Now, on the other hand, your question is difficult at best to answer
for the general case; treat it as a question of how difficult is *any*
utility to port to VMS, not how a X-windows utility can be ported.
-Rick
|
509.4 | Thanks | INFACT::DATZMAN | Indianapolis Field Applications Center | Fri Mar 31 1989 10:17 | 4 |
| Thanks. This is helpful.
Dick
|
509.5 | getopt | IAGO::SCHOELLER | Who's on first? | Fri Mar 31 1989 14:32 | 7 |
| One of the more common porting problems in that the applications call getopt()
to parse command line options. This is not supplied with VAXC. Fortunately,
many of the already ported applications have getopt in them. A few provide
it as a separate source file so it can be shared around.
Dick
|
509.6 | index, bcopy | XWORLD::STUART | Hi!
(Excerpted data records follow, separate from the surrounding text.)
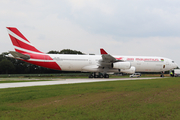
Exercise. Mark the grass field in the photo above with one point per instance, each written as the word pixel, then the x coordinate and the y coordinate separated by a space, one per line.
pixel 131 100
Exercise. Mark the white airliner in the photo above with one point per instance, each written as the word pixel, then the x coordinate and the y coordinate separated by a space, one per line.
pixel 104 63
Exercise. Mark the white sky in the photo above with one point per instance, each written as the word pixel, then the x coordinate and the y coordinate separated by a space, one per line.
pixel 121 27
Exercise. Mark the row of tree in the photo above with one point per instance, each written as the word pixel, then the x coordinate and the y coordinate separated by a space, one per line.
pixel 13 66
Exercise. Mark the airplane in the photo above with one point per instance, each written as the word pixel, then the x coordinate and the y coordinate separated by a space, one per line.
pixel 105 63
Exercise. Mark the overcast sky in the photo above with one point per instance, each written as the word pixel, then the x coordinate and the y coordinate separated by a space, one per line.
pixel 121 27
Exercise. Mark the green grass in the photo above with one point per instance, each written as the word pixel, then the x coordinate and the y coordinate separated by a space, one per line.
pixel 121 100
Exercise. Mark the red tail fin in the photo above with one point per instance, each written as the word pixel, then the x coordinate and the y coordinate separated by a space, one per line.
pixel 21 44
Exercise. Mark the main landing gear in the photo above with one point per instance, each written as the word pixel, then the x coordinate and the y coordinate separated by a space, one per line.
pixel 162 74
pixel 98 75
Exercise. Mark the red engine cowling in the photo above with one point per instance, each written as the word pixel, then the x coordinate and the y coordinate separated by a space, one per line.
pixel 121 65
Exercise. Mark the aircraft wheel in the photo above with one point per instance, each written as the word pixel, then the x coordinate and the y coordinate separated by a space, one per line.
pixel 101 76
pixel 106 76
pixel 162 76
pixel 91 76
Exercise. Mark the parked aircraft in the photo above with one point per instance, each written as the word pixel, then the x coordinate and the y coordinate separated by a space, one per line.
pixel 104 63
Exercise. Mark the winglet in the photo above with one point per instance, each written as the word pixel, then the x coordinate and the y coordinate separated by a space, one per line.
pixel 103 51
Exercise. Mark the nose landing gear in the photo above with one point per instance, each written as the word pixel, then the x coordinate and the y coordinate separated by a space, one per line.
pixel 162 74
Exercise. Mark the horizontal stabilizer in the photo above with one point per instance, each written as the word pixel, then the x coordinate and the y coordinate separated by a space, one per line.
pixel 19 55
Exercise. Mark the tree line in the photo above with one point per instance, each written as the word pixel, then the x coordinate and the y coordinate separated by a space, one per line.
pixel 13 66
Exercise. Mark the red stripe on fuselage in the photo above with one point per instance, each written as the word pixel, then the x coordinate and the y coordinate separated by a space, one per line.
pixel 17 32
pixel 39 56
pixel 23 45
pixel 50 65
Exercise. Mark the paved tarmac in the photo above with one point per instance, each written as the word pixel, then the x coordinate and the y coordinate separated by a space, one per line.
pixel 64 81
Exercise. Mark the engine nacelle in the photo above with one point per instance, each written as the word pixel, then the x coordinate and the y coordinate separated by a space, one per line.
pixel 130 71
pixel 121 65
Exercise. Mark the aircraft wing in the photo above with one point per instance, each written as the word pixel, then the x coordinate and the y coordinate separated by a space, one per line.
pixel 19 55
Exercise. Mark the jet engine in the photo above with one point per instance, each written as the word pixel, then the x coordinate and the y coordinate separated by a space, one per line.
pixel 130 71
pixel 121 65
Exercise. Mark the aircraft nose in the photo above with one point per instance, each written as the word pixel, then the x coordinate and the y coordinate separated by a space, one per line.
pixel 175 65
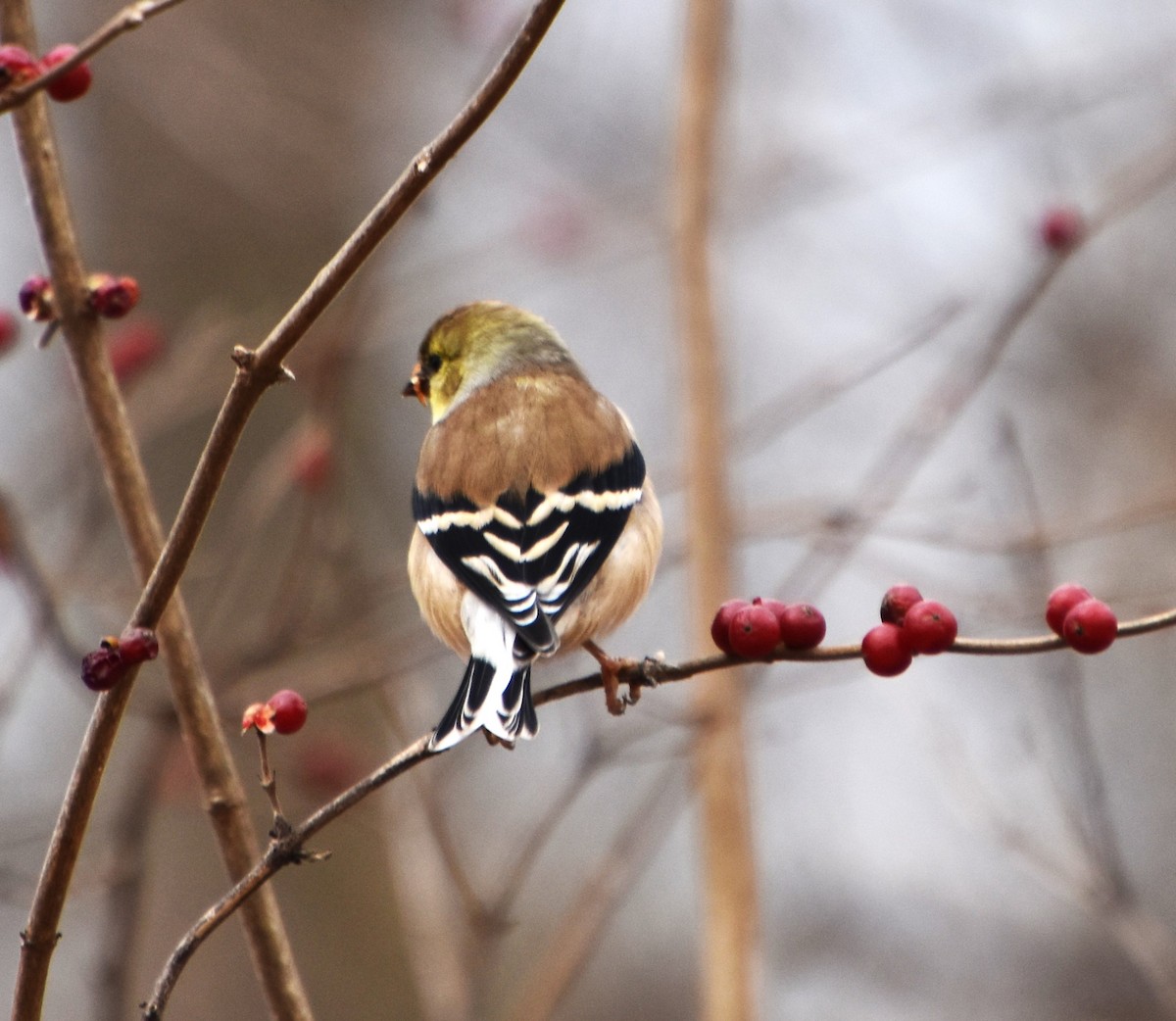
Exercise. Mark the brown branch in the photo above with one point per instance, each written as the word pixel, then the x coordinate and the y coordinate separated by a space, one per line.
pixel 647 673
pixel 126 21
pixel 130 494
pixel 730 905
pixel 257 370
I ate Cleveland. I ate Tokyo, too. | Fri Mar 31 1989 14:43 | 11 |
| a lot of applications that come over the usenet comp.sources.x channel use the
'index' and 'bcopy' functions, which correspond to 'strchr' and 'memcpy' in
VAXC. a simple
#define index strchr
#define bcopy memcpy
usually does the trick.
s
|
509.7 | free must be changed to XFree | CVG::PETTENGILL | mulp | Tue Apr 04 1989 20:47 | 4 |
| I've found a number of X11R3 programs mysteriously ACCVIO on VMS due to calls to
free. Frequently the ACCVIO seems to be totally unrelated to any thing.
These calls need to be changed to the appropriate Xlib call, usually XFree.